Во рту у меня появился мерзкий привкус желчи. Лица, стены и небо кружились перед глазами в безумном хороводе. Немного успокоившись, я отправила вдогонку священнику гонца, чтобы извиниться перед ним и попытаться уговорить по-хорошему. Но тот, кто прежде был моим другом, передал через посланника Мигеля де Феррару, что больше не намерен сносить оскорбления и что он немедленно сообщит королеве о моем непотребном поведении. Такой ответ уязвил мою гордость. Я отправила Феррару назад с посланием, в котором просила епископа уведомить королеву, что ни дождь, ни солнце, ни ветер не заставят меня вернуться в замок Ла-Мота. Я останусь во дворе до тех пор, пока меня не выпустят за ворота.

Мне пришлось сдержать слово. Я примостилась у сторожевой будки и закрыла глаза. Постепенно бешеное сердцебиение улеглось, лицо и тело перестали пылать. Стражники и слуги удалились с боязливыми поклонами. Во дворе остались только присланные матерью солдаты, Беатрис и я. Фрейлина держалась от меня на почтительном расстоянии, но я могла видеть ее краем глаза.

Я не собиралась отступать. Разве можно было вернуться в покои, которые я покинула всего два часа назад в предвкушении долгожданного счастья. Под темными сводами замка еще слышалось эхо от крушения моих радужных надежд. Действительность оказалась отвратительной до тошноты. Неужели меня станут держать в клетке, словно дикого зверя! Я пыталась представить собственное будущее, видела лишь бесконечно длинный коридор, наполненный густым едким дымом. Я задыхалась от бессилия, от запертых дверей, от собственного имени. Мое тело перестало мне подчиняться. Словно его разорвали на куски лошадьми. К ночи стало невыносимо холодно. Беатрис принесла одеяла, но я велела ей уйти. Из будки с подавленным видом вышел молодой солдат и, стараясь не встречаться со мной взглядом, развел костер. Если бы не он, я вполне могла бы замерзнуть насмерть.
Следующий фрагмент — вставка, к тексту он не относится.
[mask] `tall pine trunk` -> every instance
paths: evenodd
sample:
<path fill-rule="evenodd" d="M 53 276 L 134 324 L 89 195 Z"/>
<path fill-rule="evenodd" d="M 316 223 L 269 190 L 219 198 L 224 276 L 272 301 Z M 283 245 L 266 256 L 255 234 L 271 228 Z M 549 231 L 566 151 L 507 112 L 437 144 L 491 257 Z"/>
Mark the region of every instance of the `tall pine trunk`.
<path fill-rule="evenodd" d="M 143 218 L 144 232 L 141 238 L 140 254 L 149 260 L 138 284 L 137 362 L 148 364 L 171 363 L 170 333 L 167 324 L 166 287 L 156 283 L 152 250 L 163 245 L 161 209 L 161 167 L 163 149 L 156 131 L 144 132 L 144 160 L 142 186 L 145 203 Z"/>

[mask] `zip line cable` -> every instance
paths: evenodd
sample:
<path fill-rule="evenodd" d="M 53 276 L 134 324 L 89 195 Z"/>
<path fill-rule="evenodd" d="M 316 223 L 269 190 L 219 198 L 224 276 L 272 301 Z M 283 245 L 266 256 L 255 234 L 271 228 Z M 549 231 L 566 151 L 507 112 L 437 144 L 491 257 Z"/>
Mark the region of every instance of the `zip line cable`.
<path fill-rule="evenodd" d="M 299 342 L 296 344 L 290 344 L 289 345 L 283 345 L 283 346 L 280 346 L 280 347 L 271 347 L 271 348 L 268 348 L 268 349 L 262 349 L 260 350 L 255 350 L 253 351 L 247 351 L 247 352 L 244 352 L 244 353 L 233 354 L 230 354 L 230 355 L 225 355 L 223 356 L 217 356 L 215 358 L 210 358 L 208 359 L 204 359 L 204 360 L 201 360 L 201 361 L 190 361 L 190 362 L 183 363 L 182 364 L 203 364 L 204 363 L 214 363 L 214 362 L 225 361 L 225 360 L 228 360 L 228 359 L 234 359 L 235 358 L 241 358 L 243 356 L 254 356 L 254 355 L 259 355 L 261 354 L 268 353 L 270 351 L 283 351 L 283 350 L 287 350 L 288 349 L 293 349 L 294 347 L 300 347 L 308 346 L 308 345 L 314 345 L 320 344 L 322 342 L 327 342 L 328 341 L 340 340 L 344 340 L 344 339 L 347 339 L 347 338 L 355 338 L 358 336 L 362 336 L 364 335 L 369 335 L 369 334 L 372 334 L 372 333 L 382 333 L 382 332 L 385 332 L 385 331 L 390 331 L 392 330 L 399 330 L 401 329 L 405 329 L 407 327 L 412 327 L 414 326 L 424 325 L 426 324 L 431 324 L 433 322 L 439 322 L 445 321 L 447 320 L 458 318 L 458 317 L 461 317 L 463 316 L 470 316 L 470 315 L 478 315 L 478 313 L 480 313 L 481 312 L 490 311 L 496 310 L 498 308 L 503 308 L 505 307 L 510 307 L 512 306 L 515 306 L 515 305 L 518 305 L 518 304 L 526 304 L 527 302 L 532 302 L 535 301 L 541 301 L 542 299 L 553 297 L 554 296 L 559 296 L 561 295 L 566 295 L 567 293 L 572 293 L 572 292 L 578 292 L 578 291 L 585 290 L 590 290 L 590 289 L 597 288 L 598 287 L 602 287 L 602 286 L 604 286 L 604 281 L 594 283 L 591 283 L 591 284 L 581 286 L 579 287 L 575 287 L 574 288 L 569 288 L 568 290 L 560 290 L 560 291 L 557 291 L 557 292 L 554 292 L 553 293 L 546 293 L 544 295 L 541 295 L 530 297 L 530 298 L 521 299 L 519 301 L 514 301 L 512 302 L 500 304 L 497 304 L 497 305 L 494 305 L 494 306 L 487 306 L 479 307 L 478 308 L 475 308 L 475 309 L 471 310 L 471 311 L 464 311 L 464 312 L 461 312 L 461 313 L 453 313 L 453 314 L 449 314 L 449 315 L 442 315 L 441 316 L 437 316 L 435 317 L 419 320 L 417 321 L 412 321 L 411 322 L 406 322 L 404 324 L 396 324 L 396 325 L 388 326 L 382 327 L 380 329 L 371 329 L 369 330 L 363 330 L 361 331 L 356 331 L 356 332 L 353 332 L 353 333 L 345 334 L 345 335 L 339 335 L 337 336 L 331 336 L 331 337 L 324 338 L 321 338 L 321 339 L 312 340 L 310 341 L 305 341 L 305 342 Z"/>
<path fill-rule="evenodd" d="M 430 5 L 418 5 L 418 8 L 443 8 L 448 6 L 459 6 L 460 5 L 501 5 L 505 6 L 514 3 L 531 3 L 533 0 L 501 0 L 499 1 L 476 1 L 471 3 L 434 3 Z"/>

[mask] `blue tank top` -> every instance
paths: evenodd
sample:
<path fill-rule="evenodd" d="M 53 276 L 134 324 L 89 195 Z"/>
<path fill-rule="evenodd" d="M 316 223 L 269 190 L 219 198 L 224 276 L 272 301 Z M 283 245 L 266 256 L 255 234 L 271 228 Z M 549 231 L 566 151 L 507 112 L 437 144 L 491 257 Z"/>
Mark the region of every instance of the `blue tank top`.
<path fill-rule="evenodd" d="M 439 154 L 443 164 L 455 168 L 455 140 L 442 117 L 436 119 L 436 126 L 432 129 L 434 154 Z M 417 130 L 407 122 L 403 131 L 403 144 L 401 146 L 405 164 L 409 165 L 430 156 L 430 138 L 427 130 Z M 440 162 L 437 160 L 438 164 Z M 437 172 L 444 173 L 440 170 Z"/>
Тронутая поступком солдата, я разрыдалась. От слез мне стало легче, словно все мои горести уходили вместе с ними. Но потом наступил следующий день, а за ним снова пришла ночь. Невыносимая тоска разъедала мою душу. Совершенно обессилев, я привалилась к стене будки, словно мешок с тряпьем. Я думала, что скоро умру — и это к лучшему, — но пошел дождь, и мне пришлось воспользоваться приглашением стражника укрыться у него в будке. Солдата звали Себастьян, он был родом из Андалусии. На третий день послышался топот копыт: приближался большой отряд. Я сразу поняла, что это моя мать.

Позже Изабелла утверждала, что в тот день я наговорила ей чудовищных вещей, хотя на самом деле я не сказала ничего, что не могла бы сказать своей матери любая обиженная дочь. Я не оскорбляла ее, только обвиняла в равнодушии, в готовности принести меня в жертву государственным интересам, в неспособности любить никого и ничто, кроме власти.

Я назвала королеву сухой и бесчувственной, словно голая степь, сказала, что дети были для нее не более чем разменной монетой в борьбе за новые владения. Я прокляла Провидение, сделавшее ее моей матерью. Я заявила, что моя настоящая мать — кормилица Мария де Сантиэстебан. Я пожелала Изабелле долгой и мучительной смерти, чтобы она успела во всем раскаяться и сполна познать одиночество, на которое обрекла меня.

Я говорила и говорила, спеша высказать все, о чем долго молчала, и наслаждалась ее смятением. Я давно перестала быть робкой девочкой, которая спала в материнских объятиях грозовой ночью перед отплытием в Ларедо. Это она сделала меня такой.

И все же последнее слово осталось за королевой: она согласилась отпустить меня на все четыре стороны, если Фердинанд останется в Испании, где его воспитают как испанца. Таково ее единственное условие. Приняв его, я смогу уехать, как только кончится зима.